Blogs > Ronald L. Feinman > Trump is a Combination of George Wallace, Joseph McCarthy and John C. Calhoun

Jun 17, 2020

Trump is a Combination of George Wallace, Joseph McCarthy and John C. Calhoun




Ronald L. Feinman is the author of “Assassinations, Threats, and the American Presidency: From Andrew Jackson to Barack Obama” (Rowman Littlefield Publishers, 2015).  A paperback edition is now available.

As this year moves on into the summer, just a few torturous months from the presidential election, Donald Trump is demonstrating for everyone to see that he is in the league of disgraceful historical figures including Alabama Democratic Governor George Wallace (1919-1998), Wisconsin Republican Senator Joseph McCarthy (1908-1957), and South Carolina Democratic Senator John C. Calhoun (1782-1850).  The horrifying thing to realize is that Wallace sought the Presidency in 1968 and won five states in the Electoral College and 46 electoral votes, the second most of any third party nominee in history; and that Calhoun was Vice President under two Presidents, John Quincy Adams and Andrew Jackson, and was, therefore, a heartbeat away from the Presidency for nearly eight years.  And there were supporters of Joseph McCarthy who, until his political downfall in 1954 due to his horrid performance in the Army-McCarthy hearings of that year, imagined him as a future candidate.

Now we have Donald Trump, who five years ago announced his presidential candidacy on June 16, 2015, with a vicious racist attack on people of Hispanic ancestry and later justified the white supremacist mobs at Charlottesville in 2017. Further actions and utterances on a multitude of matters have occurred since then, culminating in using force on peaceful demonstrators in Washington DC on June 1, 2020, and now choosing to hold a campaign rally in the midst of the COVID-19 pandemic, potentially endangering all participants in Tulsa Oklahoma on June 19. The location—Tulsa, Oklahoma—is the site of the worst race riot in American history, and the date—June 19th or “Juneteenth”—celebrates the anniversary of the end of slavery announced by military leaders to the freed slaves of Texas in 1865.  Could the president be any more tone deaf than this?

Trump’s actions and language echo George Wallace at his racist peak in 1968. Wallace’s own daughter a half century later has repudiated what Trump has been doing for the past five years.  The nightmare of Wallace was averted by the fact that he was a third party candidate.  Who would have thought that a mainstream political party would end up supporting such a candidate as their nominee in 2016, or that many of those who repudiated Trump then have now embraced him, and overlooked, or ignored, or justified his horrendous behavior, no matter how outrageous it is?

Another demagogue, Joseph McCarthy, stopped at nothing to divide, promoted instability and chaos, and demonstrated he had  no ethics, morals, or scruples in destroying many lives in his quest to gain power and influence based on lies and deception.  And McCarthy had as his chief aide a vicious opportunist named Roy Cohn, who ended up being an influence on Donald Trump,  promoting his own worst traits on the young, impressionable publicity seeker.
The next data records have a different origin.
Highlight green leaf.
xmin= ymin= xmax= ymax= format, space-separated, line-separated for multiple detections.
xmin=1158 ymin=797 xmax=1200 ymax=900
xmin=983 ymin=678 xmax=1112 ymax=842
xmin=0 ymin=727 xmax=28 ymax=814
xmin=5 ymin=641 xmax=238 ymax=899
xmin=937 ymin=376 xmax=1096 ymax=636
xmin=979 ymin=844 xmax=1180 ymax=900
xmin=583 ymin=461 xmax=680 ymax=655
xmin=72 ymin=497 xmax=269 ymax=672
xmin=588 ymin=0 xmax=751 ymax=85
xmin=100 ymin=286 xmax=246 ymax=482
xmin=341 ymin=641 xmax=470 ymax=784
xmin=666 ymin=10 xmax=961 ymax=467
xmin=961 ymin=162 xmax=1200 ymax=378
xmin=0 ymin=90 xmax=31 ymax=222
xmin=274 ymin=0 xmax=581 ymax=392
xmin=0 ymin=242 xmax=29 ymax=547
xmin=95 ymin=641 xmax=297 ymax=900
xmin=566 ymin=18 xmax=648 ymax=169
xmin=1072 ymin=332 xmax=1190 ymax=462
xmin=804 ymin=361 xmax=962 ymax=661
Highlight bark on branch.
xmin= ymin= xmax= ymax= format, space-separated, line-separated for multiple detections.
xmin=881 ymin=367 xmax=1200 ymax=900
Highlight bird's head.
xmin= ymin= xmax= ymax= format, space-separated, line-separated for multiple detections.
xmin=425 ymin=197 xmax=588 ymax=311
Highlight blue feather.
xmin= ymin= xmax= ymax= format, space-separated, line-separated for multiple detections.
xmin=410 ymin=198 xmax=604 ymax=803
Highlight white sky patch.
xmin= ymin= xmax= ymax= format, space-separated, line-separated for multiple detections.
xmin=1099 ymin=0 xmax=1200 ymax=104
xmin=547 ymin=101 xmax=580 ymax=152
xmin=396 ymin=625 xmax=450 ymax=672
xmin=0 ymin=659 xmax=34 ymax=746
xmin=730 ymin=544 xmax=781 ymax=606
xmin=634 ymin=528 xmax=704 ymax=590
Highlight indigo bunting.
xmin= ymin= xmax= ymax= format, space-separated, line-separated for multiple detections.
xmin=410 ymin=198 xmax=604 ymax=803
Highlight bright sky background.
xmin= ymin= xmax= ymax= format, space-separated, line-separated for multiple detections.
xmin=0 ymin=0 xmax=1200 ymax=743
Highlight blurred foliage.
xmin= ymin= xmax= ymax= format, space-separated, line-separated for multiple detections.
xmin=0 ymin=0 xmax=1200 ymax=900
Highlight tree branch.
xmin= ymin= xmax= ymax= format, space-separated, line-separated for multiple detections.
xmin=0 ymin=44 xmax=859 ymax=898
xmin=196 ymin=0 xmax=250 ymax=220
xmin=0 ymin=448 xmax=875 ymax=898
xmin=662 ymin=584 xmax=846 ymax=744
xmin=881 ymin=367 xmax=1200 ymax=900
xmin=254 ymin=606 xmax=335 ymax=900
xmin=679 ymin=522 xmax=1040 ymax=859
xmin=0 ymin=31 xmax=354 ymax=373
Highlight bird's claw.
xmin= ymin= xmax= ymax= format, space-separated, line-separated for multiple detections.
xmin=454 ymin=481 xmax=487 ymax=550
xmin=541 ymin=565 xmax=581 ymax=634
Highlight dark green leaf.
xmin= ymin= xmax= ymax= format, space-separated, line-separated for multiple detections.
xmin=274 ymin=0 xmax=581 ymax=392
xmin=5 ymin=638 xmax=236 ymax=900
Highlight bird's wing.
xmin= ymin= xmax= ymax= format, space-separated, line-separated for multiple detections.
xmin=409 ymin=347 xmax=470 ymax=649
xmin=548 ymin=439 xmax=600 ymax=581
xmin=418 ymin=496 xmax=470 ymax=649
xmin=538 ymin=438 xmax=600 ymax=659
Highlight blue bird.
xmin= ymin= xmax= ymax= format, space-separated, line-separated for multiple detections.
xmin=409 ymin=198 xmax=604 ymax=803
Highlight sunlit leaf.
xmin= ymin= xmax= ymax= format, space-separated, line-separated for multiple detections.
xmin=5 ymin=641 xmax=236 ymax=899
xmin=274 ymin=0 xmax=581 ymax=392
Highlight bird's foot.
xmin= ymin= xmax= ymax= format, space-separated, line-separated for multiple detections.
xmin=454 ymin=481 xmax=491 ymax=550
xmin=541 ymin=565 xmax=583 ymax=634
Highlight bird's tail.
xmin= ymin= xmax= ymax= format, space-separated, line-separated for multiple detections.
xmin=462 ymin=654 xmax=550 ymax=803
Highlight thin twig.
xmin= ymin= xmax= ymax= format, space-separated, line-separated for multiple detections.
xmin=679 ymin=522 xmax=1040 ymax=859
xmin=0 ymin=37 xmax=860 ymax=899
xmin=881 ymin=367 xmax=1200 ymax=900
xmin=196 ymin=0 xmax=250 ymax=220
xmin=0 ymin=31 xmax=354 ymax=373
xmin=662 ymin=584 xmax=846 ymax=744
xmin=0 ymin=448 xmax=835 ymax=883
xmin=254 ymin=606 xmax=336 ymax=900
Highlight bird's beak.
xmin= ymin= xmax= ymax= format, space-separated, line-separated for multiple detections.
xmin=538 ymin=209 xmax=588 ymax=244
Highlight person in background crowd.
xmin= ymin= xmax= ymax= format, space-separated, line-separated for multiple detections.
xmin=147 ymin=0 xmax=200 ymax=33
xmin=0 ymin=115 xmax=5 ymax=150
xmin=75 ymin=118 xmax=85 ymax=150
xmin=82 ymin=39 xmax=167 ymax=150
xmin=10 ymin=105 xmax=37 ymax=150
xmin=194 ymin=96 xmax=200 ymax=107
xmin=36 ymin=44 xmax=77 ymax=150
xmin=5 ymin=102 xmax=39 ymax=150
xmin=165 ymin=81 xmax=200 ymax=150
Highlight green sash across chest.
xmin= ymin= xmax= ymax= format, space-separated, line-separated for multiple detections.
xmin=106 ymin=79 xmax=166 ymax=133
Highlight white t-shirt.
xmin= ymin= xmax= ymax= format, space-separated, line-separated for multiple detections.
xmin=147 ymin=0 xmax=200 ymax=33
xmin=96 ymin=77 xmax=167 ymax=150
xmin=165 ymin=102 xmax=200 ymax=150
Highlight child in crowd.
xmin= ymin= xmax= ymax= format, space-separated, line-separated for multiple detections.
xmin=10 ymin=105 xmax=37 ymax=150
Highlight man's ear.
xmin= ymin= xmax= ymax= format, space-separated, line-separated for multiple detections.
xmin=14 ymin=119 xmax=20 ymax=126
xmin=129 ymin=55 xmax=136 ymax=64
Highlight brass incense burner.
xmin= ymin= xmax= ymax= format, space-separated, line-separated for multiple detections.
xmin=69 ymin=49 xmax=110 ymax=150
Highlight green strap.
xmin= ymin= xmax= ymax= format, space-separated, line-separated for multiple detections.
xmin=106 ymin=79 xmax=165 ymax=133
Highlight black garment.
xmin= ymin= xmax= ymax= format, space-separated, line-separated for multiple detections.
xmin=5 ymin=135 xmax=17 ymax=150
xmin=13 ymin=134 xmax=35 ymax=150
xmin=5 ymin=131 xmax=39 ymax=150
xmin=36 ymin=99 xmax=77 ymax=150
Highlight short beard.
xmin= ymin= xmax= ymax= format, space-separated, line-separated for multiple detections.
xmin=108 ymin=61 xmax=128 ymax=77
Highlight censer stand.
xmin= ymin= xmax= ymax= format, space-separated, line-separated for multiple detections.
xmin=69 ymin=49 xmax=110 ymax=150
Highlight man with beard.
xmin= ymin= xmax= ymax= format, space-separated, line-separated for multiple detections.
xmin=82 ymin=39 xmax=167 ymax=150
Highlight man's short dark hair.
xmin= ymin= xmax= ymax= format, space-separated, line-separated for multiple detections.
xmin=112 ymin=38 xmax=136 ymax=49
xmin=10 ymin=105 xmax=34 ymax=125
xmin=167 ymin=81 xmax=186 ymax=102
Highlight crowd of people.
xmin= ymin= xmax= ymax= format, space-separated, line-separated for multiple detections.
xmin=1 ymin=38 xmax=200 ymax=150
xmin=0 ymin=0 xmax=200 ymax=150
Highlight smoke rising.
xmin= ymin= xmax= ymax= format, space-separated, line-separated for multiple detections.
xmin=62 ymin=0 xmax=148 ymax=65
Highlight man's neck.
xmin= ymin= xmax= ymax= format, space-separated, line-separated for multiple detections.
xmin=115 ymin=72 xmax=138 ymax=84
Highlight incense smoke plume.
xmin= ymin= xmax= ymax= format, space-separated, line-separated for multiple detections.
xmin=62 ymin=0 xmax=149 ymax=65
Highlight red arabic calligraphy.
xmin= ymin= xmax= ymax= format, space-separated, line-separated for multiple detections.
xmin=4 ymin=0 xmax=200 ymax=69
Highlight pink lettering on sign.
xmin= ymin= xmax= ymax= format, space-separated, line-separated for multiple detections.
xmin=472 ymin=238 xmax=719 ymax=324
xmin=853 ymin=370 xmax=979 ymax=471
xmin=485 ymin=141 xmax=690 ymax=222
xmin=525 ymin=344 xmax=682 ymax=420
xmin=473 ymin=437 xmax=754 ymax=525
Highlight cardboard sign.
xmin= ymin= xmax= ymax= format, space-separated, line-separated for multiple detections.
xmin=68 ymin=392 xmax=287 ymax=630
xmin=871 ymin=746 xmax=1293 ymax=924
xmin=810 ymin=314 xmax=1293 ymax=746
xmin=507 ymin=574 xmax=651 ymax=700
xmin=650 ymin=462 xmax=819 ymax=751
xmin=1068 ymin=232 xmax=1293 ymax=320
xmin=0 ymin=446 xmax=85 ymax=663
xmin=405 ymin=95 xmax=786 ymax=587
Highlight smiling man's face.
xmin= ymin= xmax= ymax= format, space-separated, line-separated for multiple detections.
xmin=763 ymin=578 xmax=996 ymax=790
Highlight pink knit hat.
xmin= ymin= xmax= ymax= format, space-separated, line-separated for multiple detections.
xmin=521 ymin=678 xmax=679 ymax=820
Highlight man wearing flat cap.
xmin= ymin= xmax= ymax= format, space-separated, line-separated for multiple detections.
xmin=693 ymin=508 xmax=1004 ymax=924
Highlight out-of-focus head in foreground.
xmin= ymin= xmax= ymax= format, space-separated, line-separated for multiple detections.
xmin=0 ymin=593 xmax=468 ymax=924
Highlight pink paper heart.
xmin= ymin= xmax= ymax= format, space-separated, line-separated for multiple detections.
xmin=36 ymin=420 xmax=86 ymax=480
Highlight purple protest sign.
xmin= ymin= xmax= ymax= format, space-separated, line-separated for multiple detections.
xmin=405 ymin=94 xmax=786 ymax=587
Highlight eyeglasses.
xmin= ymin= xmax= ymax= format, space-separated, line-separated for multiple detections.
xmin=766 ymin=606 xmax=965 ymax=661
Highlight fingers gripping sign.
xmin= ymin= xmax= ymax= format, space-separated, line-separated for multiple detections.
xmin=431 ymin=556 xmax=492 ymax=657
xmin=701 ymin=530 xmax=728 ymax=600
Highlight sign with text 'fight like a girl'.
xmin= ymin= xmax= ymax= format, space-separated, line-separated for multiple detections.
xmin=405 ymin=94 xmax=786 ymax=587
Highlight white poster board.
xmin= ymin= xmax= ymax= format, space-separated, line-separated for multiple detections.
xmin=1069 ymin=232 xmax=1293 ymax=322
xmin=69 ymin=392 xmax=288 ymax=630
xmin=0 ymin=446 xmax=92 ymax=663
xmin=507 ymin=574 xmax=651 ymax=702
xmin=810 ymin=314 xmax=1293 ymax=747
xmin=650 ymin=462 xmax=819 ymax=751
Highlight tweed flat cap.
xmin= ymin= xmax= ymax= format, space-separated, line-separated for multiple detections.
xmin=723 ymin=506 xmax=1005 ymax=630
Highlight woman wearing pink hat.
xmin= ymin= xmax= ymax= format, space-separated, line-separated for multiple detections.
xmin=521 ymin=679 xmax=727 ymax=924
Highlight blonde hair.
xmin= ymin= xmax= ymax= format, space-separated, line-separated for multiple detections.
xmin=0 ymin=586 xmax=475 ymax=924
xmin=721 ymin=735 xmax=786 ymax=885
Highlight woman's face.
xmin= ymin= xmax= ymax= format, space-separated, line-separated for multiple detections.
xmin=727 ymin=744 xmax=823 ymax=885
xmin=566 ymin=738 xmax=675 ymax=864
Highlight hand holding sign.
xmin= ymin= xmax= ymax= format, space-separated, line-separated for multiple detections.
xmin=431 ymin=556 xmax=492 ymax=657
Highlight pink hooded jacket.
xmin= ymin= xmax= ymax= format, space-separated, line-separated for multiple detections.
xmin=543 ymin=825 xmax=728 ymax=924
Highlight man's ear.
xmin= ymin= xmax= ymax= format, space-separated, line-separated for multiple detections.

Trump has often said how important Roy Cohn was to his life story, and now, Trump has Stephen Miller, a vicious racist, who has become the new Roy Cohn in Trump’s life, out to promote racism and division.  

And we see John C. Calhoun, often called the man who brought us the Civil War, even though he passed away a full decade before the war began.  But Calhoun promoted slavery, states rights, white supremacy, and secession, all of which were embraced by the political and military leaders of the Confederate States of America. The nation has overlooked the fact of their violations of human rights and their treason and commemorated these figures by constructing monuments and statues, and naming ten military bases and innumerable streets, towns, and schools after them. This is now a new issue in the aftermath of the George Floyd murder, and the recognition is growing that such high regard for these historical figures is totally inappropriate. 

But what is Donald Trump’s reaction?  It is to indicate that he opposes any change in the Confederate impact on American history, a century and a half after the war that killed two thirds of a million Americans, slaughtered over the issue of slavery and basic human rights of all people.  One would think that Trump was from a Southern tradition, but he is from New York City, and yet embraces the worst traditions of the Old South.  

In so doing, he has engendered opposition from many military and political leaders, including in the party that he has been hijacking from the traditions of its founders, including Abraham Lincoln, and 19th century Congressional leaders of the Republican Party, formed in opposition to the expansion of slavery, and including many abolitionists amongst them.

So the worst traditions and most despicable political figures of American history are joined together in one man, who has the potential to do further harm in the next few months to the election, and for the two and a half months after the election.  But even more terrifying is what if Trump overcomes all of the polls showing him losing support, and somehow is declared the winner.  What kind of America will we have from 2021-2025 with an emboldened, and much more unaccountable President, who will feel he can say or do anything even more outrageous than he has wrought in the past four years?